Pallavi Munankar, research analyst, Geofin Comtrade, said, “Supply disturbance due to nationwide strike of transporters for past few days provided recent upside in sugar prices. Firmness in overseas prices also helped prices on domestic platform to move in northward direction. Also, improved demand for sweetener from retailers and bulk consumers with series of major festivals ahead like Dusshera, Diwali etc. also supported sugar prices.”
Indian Sugar Mills Association (ISMA), in its first advance estimate for sugar season 2015-16, has estimated production of 270 lakh tonnes, which is 10 lakh tonne lower from its preliminary estimates released in July, 2015.
This cut in estimates is due to below normal rainfall during monsoon season in July and August in Maharashtra and Karnataka.
“For 2015-16, the supply of sugar in domestic market would be 366 lakh tonnes. It is expected that the demand for Indian sugar export may be high in the current year as El Nino phenomenon may affect sugar production and crushing in Central America, Thailand, the European Union. Exports from the country may double this year to 22 lakh tonnes from 11 lakh tonnes last year. The domestic consumption of sugar, may increase to 260 lakh tonnes from 251 lakh tonnes last year,” said, Riteshkumar Sahu, research analyst, Agri Commodities, Angel Commodities Broking.
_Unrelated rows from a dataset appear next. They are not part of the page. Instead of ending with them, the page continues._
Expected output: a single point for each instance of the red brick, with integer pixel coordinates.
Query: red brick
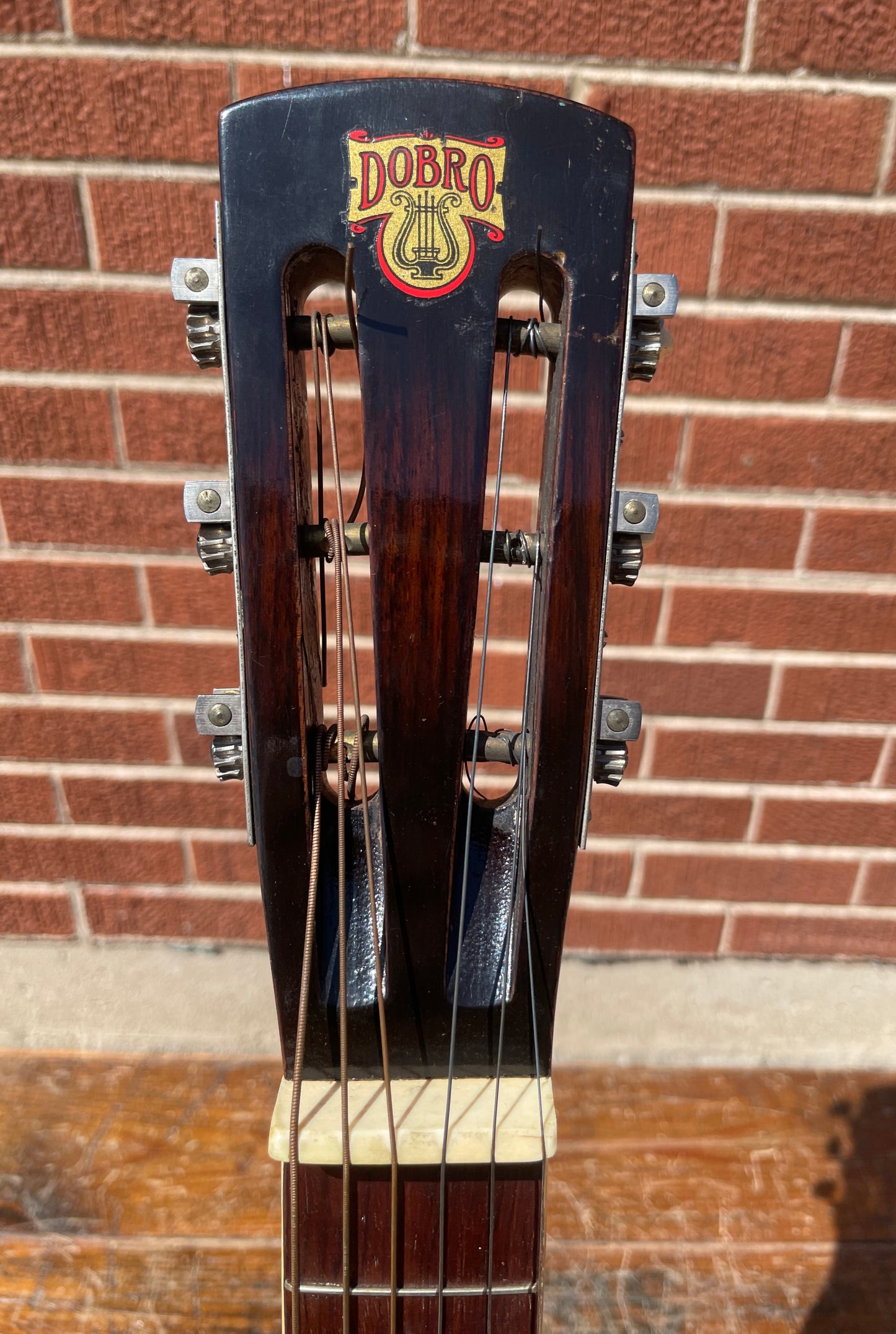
(83, 734)
(700, 32)
(615, 932)
(375, 24)
(748, 359)
(32, 590)
(880, 885)
(27, 798)
(725, 536)
(750, 140)
(839, 694)
(122, 861)
(712, 690)
(601, 873)
(170, 803)
(71, 426)
(747, 879)
(846, 37)
(650, 448)
(175, 429)
(676, 239)
(193, 749)
(40, 223)
(142, 110)
(180, 917)
(770, 618)
(854, 540)
(765, 758)
(91, 513)
(849, 824)
(190, 597)
(30, 16)
(226, 863)
(37, 914)
(787, 453)
(142, 225)
(868, 373)
(626, 814)
(92, 331)
(632, 614)
(123, 667)
(11, 670)
(815, 937)
(814, 255)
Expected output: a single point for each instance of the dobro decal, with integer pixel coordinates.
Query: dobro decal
(426, 192)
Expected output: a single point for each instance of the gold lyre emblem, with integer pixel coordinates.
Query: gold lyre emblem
(426, 193)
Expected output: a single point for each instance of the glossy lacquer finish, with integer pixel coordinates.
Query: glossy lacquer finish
(426, 367)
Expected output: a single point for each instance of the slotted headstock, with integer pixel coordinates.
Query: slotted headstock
(450, 197)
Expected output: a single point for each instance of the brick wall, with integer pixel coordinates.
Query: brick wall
(760, 816)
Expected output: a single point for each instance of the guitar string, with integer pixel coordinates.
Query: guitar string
(322, 742)
(368, 855)
(443, 1169)
(339, 555)
(322, 746)
(521, 817)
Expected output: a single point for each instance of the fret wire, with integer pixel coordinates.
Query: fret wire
(416, 1292)
(490, 584)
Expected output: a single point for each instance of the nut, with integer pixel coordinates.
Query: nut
(618, 719)
(197, 279)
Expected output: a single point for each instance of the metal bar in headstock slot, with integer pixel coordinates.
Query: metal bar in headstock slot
(228, 425)
(595, 713)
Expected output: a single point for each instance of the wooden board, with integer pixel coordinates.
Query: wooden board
(136, 1194)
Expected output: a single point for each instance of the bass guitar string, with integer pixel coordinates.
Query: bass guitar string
(443, 1168)
(368, 855)
(521, 817)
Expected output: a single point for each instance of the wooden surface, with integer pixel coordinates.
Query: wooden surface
(136, 1194)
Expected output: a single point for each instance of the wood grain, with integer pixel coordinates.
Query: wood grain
(688, 1203)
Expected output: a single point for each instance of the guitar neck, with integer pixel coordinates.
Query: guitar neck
(512, 1199)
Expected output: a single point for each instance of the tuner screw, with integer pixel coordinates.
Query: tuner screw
(197, 279)
(618, 719)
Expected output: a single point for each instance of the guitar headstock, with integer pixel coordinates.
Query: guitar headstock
(426, 917)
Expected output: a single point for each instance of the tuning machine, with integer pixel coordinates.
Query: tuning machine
(220, 717)
(208, 505)
(657, 298)
(635, 518)
(620, 722)
(197, 283)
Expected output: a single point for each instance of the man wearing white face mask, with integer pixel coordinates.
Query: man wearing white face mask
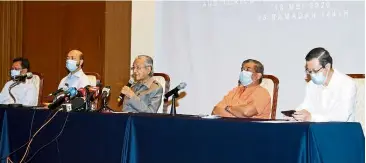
(76, 78)
(330, 95)
(248, 99)
(26, 92)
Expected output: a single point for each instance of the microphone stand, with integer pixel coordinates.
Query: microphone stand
(173, 110)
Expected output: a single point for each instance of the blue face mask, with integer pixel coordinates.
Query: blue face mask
(318, 78)
(71, 65)
(14, 73)
(245, 78)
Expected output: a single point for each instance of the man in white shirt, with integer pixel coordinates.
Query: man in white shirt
(76, 78)
(25, 92)
(330, 95)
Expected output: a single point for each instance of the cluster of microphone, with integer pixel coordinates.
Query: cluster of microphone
(81, 98)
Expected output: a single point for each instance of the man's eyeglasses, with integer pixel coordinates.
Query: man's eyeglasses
(314, 71)
(137, 68)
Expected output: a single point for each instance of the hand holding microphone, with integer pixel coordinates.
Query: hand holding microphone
(127, 91)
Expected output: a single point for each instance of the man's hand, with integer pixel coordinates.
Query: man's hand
(128, 92)
(302, 115)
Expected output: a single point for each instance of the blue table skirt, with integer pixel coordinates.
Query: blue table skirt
(140, 138)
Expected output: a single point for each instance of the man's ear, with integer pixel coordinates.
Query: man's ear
(327, 66)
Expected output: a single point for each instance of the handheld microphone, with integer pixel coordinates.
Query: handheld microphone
(121, 95)
(175, 90)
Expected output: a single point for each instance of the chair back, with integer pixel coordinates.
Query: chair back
(37, 81)
(164, 81)
(359, 80)
(271, 82)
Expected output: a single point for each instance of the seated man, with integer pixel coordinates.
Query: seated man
(330, 95)
(145, 94)
(249, 99)
(25, 93)
(76, 78)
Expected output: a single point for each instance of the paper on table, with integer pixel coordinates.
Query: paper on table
(277, 121)
(210, 117)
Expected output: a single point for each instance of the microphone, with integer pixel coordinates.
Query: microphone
(92, 92)
(175, 90)
(121, 96)
(23, 76)
(70, 93)
(62, 89)
(105, 92)
(82, 92)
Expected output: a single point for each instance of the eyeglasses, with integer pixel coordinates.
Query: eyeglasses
(246, 69)
(313, 72)
(137, 68)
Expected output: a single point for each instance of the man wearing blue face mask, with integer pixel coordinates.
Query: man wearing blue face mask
(330, 95)
(76, 77)
(248, 99)
(25, 92)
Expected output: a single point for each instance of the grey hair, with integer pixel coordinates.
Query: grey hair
(148, 63)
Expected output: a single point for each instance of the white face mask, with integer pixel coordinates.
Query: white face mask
(319, 78)
(245, 78)
(71, 65)
(14, 73)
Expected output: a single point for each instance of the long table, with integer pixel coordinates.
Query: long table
(135, 138)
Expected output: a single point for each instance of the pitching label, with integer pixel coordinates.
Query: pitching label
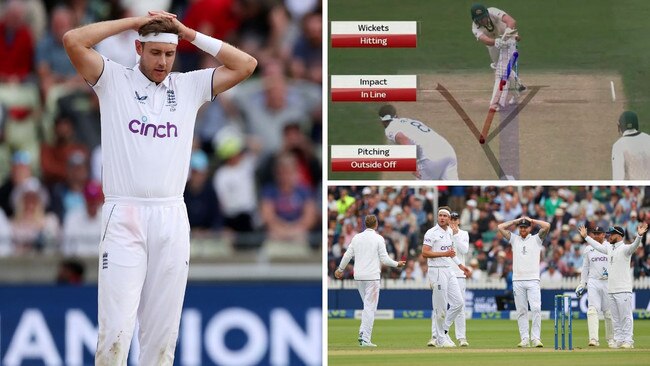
(376, 34)
(369, 158)
(374, 88)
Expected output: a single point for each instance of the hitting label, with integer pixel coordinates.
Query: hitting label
(376, 34)
(349, 158)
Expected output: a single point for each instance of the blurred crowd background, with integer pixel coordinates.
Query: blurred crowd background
(254, 190)
(406, 213)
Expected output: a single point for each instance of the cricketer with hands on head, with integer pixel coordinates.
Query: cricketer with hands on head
(619, 281)
(368, 249)
(147, 121)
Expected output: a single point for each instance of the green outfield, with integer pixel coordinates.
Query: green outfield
(492, 342)
(599, 38)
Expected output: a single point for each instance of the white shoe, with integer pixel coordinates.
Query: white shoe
(446, 344)
(367, 344)
(523, 344)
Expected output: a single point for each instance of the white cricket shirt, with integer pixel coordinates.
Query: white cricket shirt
(631, 156)
(368, 250)
(440, 240)
(525, 256)
(461, 245)
(595, 265)
(147, 129)
(433, 145)
(496, 15)
(619, 255)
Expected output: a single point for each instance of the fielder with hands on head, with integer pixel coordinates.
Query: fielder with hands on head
(619, 283)
(439, 249)
(593, 278)
(147, 121)
(368, 249)
(631, 152)
(436, 158)
(526, 253)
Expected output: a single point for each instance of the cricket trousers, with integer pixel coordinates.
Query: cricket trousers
(446, 291)
(369, 291)
(598, 300)
(621, 307)
(143, 266)
(528, 293)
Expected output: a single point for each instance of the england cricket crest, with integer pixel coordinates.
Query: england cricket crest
(171, 100)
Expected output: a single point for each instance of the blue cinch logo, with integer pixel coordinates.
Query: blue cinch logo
(149, 129)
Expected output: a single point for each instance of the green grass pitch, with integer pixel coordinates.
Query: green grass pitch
(557, 36)
(492, 342)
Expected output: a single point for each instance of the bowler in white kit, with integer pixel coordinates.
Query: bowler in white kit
(526, 252)
(369, 251)
(593, 278)
(619, 283)
(436, 158)
(147, 123)
(439, 249)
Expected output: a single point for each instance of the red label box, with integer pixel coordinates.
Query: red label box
(374, 88)
(374, 34)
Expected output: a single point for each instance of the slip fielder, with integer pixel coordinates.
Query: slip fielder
(436, 158)
(594, 275)
(147, 124)
(631, 153)
(368, 249)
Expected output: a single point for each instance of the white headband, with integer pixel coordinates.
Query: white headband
(159, 37)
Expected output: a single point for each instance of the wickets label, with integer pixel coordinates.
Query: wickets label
(374, 88)
(378, 34)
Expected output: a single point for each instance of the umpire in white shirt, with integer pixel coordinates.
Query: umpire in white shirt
(619, 282)
(368, 249)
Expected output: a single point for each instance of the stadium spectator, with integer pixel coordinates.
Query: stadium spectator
(82, 227)
(69, 195)
(55, 156)
(33, 229)
(17, 44)
(200, 197)
(21, 171)
(288, 209)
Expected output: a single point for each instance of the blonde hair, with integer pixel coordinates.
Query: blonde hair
(371, 221)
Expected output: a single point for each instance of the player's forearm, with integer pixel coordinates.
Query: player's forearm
(596, 245)
(89, 35)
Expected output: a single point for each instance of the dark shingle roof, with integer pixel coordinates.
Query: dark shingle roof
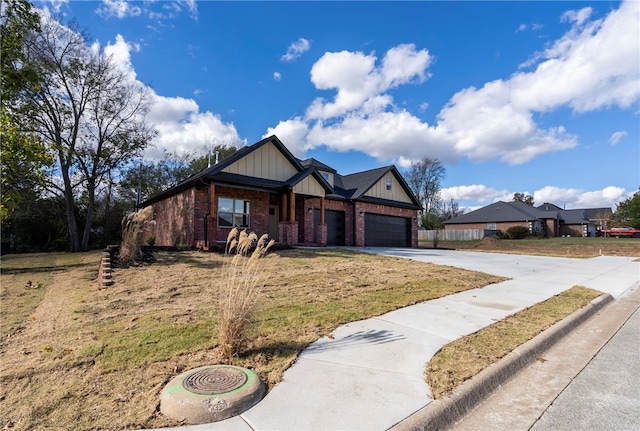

What a careful investor needs to do, since sugar is an international commodity, is to check out the factors that can hamper the production of sugar in top producing countries like Brazil, India and Thailand. The other factors investors should watch out for is the weather pattern like weak monsoon rains, El Nino phenomenon or excessive dryness, which hamper the sugar production and its crushing. The demand from the top sugar importing countries likes the US, Germany, UK and China are also important factors that can affect prices.
Government policies – regarding assured cane prices for farmers, ethanol blending, export subsidy and norms as well as currency movement also play a big role in determining artes and supplies of sugar in the world market.
“In order to take a medium term view on the prices, one needs to analyse country by country supply and demand scenario and previous stocks available to know where the prices are headed going forward. If carry forward stocks are less and a drought situation arises in any of the top sugar producing countries, prices will rise. Sugar prices generally have 3 to 5 years bull bear cycle,” said, Jimeet Modi, CEO, SAMCO Securities.
International Sugar Organization (ISO) predicted global sugar market to slip into a deficit after enjoying multi-year surpluses. It projected a deficit of around 2.5 million tonnes in 2015-16 and forecast more than double deficit of 6.2 million tonnes in 2016-17.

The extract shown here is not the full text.